THE parallelogram area it is related to the measure of the surface of this flat figure.
Remember that the parallelogram is a quadrilateral that has four congruent opposite sides (same size). In this figure, the opposite sides are parallel.
The parallelogram is a polygon (flat and closed figure) that has four internal and external angles. The sum of the internal or external angles is 360°.
Area formula
To calculate the measure of the parallelogram area, multiply the base value (b) by the height (h).

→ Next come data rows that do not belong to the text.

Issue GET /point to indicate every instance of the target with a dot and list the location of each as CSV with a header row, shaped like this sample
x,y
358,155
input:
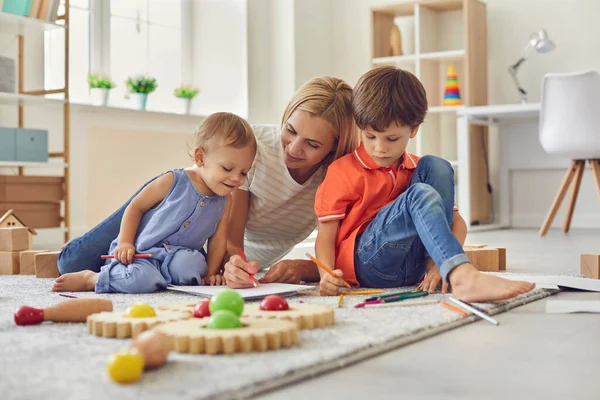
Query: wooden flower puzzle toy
x,y
137,319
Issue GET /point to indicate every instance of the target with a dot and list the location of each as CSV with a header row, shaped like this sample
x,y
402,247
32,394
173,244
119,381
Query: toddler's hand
x,y
214,280
124,253
329,286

So the formula is:
A = b.h
Complement your research by reading the articles:
- Parallelogram
- Polygon Area
- Polygons
- plane geometry
Stay tuned!
The perimeter of a flat figure, different from its area, corresponds to the sum of all the side measurements. Therefore, in the case of the parallelogram, the perimeter is given by the formula:
P = 2 (a+b)
Where,
P: perimeter
The and B: two-sided lengths
Observation!
The area value is usually given in cm2 (square centimeter), m2 (square meter) or km2 (square kilometer).
The perimeter will always be the simple unit of measurement, that is, it is given in cm (centimeter), m (meter) or Km (kilometer). This is because to find the area, the values are multiplied and the values are added to the perimeter.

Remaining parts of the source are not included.